Meet our Regional Managers

Our Regional Managers are volunteers who devote their time to providing help and support to others experiencing financial distress from across our industry. Often more importantly, they provide reassurance that there is a person within the MRBA organisation who is prepared to listen, offer ‘a shoulder to cry on’, and give some basic advice as well.


Marian Stringer, National Cases Manager (East Anglia and Southeast England)

I started as an interviewer in the 1970s when my children were young. I gradually worked my way up to Field Director in the 1980s and a board director in 1995. Having worked at the different levels, I met many people, particularly interviewers, who desperately needed help and support. This made me realise how necessary the MRBA was to the industry, so in the late 1990s I joined the Committee. I work closely with the people who come to us, and am delighted that MRBA is frequently able to offer help in times of need.

 


Mary Williams Assistant National Cases Manager

I am a retired teacher and have been closely involved with Marian Stringer for many years. We have worked together on various charitable projects and through Marian I have learned a lot about the market research industry. I am very aware of what difficult circumstances fieldworkers and office-based staff may find themselves in.  MRBA is frequently able to help these people,  not only financially,  but also with advice and moral support during a difficult period in their lives.

 


Delphine Anderson (Yorkshire and Midlands)

I started as an interviewer with MAS Survey Research, working up to becoming a Regional Manager for them in the late 1970s. I enjoyed immensely the work and especially the people and I know the problems interviewers can face. In 1990 I moved to NatCen continuing in the role of Regional Manager until I retired in 1998 though still continuing to work as a recruiter and trainer.

This has given me an insight into the work of people involved in the industry and the possible problems arising which is why I feel privileged to work for MRBA. My experience has given me empathy into their problems and, possibly through visiting and talking with the case applicants, a way for the Committee to help alleviate their problems.


Kathleen Hamilton (North of England and Scotland)

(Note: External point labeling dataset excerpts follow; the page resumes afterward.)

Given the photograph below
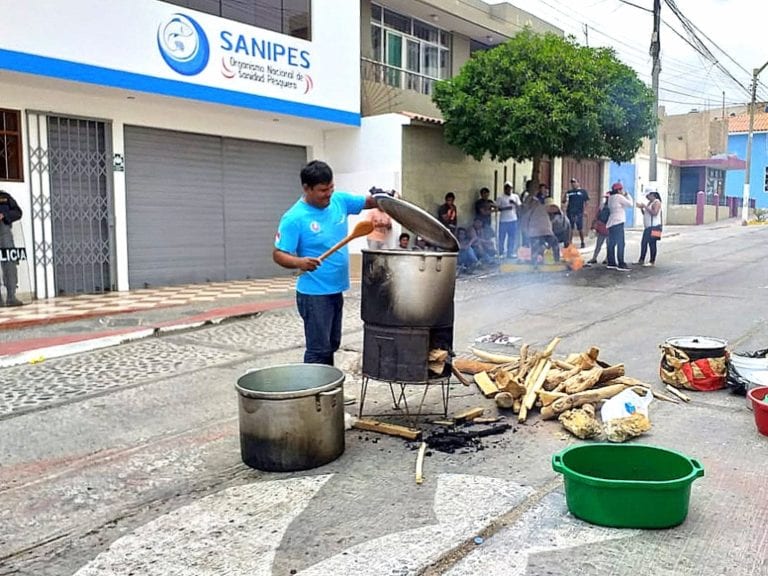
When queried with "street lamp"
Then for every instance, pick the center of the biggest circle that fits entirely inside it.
(745, 200)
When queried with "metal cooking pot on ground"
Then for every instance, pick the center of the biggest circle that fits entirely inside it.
(408, 289)
(291, 416)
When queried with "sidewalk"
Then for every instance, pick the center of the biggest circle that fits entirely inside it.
(69, 325)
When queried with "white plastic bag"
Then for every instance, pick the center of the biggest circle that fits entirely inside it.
(625, 404)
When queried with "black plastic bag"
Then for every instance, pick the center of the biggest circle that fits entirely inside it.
(735, 381)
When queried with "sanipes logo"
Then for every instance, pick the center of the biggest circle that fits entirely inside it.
(183, 45)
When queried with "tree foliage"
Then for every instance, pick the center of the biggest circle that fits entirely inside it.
(541, 94)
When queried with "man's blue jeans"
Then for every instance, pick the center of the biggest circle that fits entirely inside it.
(322, 326)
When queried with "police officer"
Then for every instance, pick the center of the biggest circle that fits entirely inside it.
(9, 213)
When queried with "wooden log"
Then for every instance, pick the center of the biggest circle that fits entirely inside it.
(388, 429)
(575, 400)
(494, 358)
(507, 382)
(508, 366)
(548, 397)
(504, 400)
(582, 381)
(523, 361)
(472, 366)
(610, 373)
(486, 385)
(562, 365)
(469, 414)
(581, 422)
(533, 389)
(420, 463)
(530, 394)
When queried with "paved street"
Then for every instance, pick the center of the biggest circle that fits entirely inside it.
(125, 460)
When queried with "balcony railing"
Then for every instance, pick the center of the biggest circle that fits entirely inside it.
(396, 77)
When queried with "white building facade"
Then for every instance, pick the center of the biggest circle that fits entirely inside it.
(152, 143)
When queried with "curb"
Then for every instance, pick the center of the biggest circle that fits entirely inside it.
(41, 349)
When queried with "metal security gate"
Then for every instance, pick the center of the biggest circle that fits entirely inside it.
(204, 208)
(71, 199)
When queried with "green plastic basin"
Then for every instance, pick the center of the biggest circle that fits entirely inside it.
(627, 485)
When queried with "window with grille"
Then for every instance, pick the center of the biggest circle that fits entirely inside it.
(413, 54)
(291, 17)
(10, 145)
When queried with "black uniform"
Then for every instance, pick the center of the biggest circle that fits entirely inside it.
(11, 213)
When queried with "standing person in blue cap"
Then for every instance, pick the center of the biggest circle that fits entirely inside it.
(618, 202)
(9, 213)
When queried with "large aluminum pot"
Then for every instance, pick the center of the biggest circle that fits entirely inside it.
(407, 288)
(291, 416)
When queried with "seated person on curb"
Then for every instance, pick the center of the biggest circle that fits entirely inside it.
(467, 258)
(538, 228)
(483, 241)
(561, 226)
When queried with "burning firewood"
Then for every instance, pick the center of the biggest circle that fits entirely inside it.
(472, 366)
(437, 359)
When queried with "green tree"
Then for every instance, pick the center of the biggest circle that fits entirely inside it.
(541, 94)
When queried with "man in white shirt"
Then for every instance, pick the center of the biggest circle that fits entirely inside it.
(618, 202)
(508, 203)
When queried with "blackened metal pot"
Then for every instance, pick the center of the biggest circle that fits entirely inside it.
(404, 288)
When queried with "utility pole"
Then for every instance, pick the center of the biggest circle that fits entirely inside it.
(745, 198)
(655, 54)
(725, 128)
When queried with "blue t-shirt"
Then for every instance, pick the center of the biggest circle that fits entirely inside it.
(306, 231)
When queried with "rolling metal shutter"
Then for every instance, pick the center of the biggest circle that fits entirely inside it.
(204, 208)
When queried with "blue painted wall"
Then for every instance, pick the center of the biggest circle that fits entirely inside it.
(734, 181)
(625, 173)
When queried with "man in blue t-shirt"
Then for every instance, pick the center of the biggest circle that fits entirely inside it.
(315, 223)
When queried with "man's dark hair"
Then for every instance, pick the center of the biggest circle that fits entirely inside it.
(316, 172)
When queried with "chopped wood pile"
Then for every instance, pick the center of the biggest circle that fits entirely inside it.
(569, 389)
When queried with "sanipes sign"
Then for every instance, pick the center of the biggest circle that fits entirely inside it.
(165, 49)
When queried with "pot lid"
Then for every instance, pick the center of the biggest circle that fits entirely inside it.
(697, 342)
(418, 221)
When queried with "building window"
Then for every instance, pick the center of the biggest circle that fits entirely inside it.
(10, 145)
(291, 17)
(410, 54)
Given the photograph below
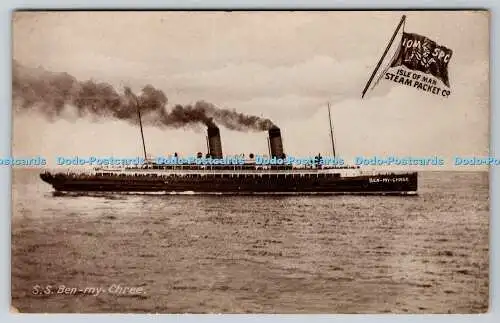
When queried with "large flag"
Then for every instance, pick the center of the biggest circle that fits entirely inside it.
(419, 53)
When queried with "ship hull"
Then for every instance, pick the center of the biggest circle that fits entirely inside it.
(391, 184)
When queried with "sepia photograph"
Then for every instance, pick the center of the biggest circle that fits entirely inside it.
(277, 162)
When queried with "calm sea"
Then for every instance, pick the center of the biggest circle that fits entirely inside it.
(220, 254)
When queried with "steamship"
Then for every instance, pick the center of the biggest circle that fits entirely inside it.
(245, 178)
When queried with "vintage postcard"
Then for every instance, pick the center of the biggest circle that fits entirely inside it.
(250, 162)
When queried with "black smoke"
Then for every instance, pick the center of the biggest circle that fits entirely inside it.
(49, 93)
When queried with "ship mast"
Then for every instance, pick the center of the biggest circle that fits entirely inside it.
(129, 91)
(331, 130)
(401, 22)
(142, 133)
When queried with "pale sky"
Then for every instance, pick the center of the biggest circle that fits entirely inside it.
(284, 66)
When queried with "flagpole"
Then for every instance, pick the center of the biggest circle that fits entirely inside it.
(383, 55)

I’ve been helping research colleagues on behalf of MRBA for over 20 years now.  I was originally an interviewer and then set up on my own as a freelancer in 1996.  I just love working with and meeting new people.  Building a rapport and getting to know each person who needs help in my area is important to me.  I try to make the applicant feel comfortable and secure while stressing the MRBA wants to help, not judge.

 

 

 


Mary Haynes (Northwest and North Wales)

I’ve been in the industry for over 30 years and have firsthand experience working with the field force at a number of different organisations having spent the last fifteen years in charge of a large number of interviewers. I understand the nature of their work and some of the circumstances they sometimes find themselves in. Although I’m now retired, I still feel I have a ‘duty’ to them. Working for MRBA now is my way of putting something back.

 

 


Sue Ward (London and South England)

I started in the 50s as part of Thomas Hedley’s field force when I met Jennifer Bowen, a fellow interviewer who later did so much for MRBA. The company was bought by Proctor and Gamble and it was roughly at that time that I was promoted to an executive position in Newcastle upon Tyne. I then returned to London and worked for a number of companies including a couple of ad agencies, Taylor Nelson and then RSGB. I stayed there until retiring in 1992 by which time it had been fully incorporated into TNS. Jenny always wanted me to do a stint for the MRBA and so, I agreed to help as a Regional Manager in 2007. I hope to carry on for a bit longer but, as I’m about to hit eighty-five, I may have to call it a day before too long.

 


John Rose (Southwest England)

A lifetime friend of MRBA, I joined Q-Search, and trained under Bill Schlackman, the man reputed to have introduced qualitative research into the UK over 40 years ago. I continued to work as a qualitative researcher at various agencies until I sold up in London and moved to the West Country. Basically retired, I work for a variety of charities including MRBA in the Southwest and really enjoy helping people.